Tags: Creative Destruction, debt crisis, economic crisis, Greece, interest groups, political economy, the Oresteia
April 5th, 2010 at 13:19
One has to wonder where Dr Pangulatos was hiding in the “decade of complacency” after 2001 and the 15 years before as well. Many many financial observers were warning of a soaring PSBR (Public Sector Borrowing Requirement) in the 1980’s(how quaint) and resulting problems with Eurozone entry qualification in the 1990’s. To no avail. Borrowing continued, and official corruption was tolerated. Statistics were doctored, and Europe chose to ignore the signals. But certainly the entire mess is Greece’s fault, save “failure to converge” after the country’s Eurozone entry, which might have gotten some technical support from Brussels. The Greeks have only themselves to blame however, for extreme labor market inflexibility and a failing pension system….they collectively made the choice to offer European-style worker benefit packages and pensions on a poorer resource base. Nobody can blame the Greeks for wanting what some of Europe has, but one can blame the leadership (and the populace) for trying to do it without raising the funds needed.

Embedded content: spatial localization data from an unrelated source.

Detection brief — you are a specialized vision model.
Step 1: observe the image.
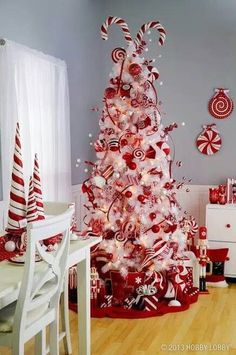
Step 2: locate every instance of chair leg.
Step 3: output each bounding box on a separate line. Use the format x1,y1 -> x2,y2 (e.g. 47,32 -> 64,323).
35,328 -> 46,355
60,275 -> 72,354
49,312 -> 59,355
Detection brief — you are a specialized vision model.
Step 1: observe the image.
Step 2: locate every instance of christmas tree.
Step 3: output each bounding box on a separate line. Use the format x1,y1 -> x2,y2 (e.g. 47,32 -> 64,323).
82,17 -> 198,315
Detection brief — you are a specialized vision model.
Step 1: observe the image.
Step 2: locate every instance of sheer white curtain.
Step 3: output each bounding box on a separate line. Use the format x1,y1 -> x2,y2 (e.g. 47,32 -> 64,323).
0,40 -> 71,213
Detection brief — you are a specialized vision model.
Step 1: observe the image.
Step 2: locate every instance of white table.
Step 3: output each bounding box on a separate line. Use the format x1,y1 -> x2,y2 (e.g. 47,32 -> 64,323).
0,236 -> 102,355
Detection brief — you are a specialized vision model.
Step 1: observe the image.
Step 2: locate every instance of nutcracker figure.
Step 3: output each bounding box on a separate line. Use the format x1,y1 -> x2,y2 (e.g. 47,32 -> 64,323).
196,226 -> 210,292
90,267 -> 101,307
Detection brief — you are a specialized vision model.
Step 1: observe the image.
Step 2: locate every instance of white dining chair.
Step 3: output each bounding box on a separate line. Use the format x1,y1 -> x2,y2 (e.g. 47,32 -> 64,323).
44,201 -> 75,355
0,207 -> 73,355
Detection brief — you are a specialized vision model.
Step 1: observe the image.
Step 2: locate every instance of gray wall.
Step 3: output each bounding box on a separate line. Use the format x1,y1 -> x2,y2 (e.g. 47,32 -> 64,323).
102,0 -> 236,185
1,0 -> 236,188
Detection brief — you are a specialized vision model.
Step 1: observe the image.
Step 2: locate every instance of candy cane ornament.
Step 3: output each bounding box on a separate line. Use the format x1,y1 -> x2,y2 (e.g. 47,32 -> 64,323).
101,17 -> 133,45
134,21 -> 166,49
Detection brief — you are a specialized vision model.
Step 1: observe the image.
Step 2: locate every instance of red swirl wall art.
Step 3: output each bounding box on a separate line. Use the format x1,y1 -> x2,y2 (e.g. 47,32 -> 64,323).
208,88 -> 234,119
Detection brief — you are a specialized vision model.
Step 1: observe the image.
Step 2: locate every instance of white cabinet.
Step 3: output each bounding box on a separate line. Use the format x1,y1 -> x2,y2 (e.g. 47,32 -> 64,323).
206,204 -> 236,277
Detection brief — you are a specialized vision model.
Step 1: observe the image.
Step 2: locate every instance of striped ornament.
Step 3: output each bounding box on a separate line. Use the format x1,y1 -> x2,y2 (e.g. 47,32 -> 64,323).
6,123 -> 27,234
196,125 -> 222,155
101,165 -> 114,180
33,154 -> 45,219
134,21 -> 166,48
140,238 -> 169,270
26,176 -> 38,222
147,65 -> 159,82
125,174 -> 140,185
101,16 -> 133,44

So now we are stuck with an amazingly uncompetitive economic structure. So now its adjustment time. Whether its via “internal devaluation,” eventual default, or departure from the Eurozone,it is not going to be easy. George Papandreou is probably the only Greek leader capable of taking the country through this clean-up period (much — but not all– of it a legacy of his father Andreas). So we wish him well in this extremely difficult adjustment.
April 10th, 2010 at 00:30
Thank you very much for your great comments. Your point about Dr Pangulatos is a good one. I see that he actually served as a member of the Council of Economic Advisors for the government. I have no information whether he warned about the Greek economic policy during this time and/or before the crisis.
Why do you think that “George Papandreou is probably the only Greek leader capable of taking the country through this clean-up period”? Isn’t he a representative of the establishment who got Greece into this mess? I know that the New Democracy was in government until last year but the problematic economic policy emerged much earlier. Your response would be greatly appreciated.
April 16th, 2010 at 22:02
Sorry for the delayed response. To answer your question briefly, PM Papandreou is a consensus builder, who works exceptionally well with the international factors he needs to manage in this crisis. Mr. Papandreou is focused on civil society and on completely installing(for the first time) the rule of law into Greece’s weak civil administration, although it is going to be a massive job. The New Democracy Party’s leadership has nobody even remotely approaching Mr Papandreou. Nor has that party shown much interest in fighting corruption, sorry to say. Wish it were otherwise.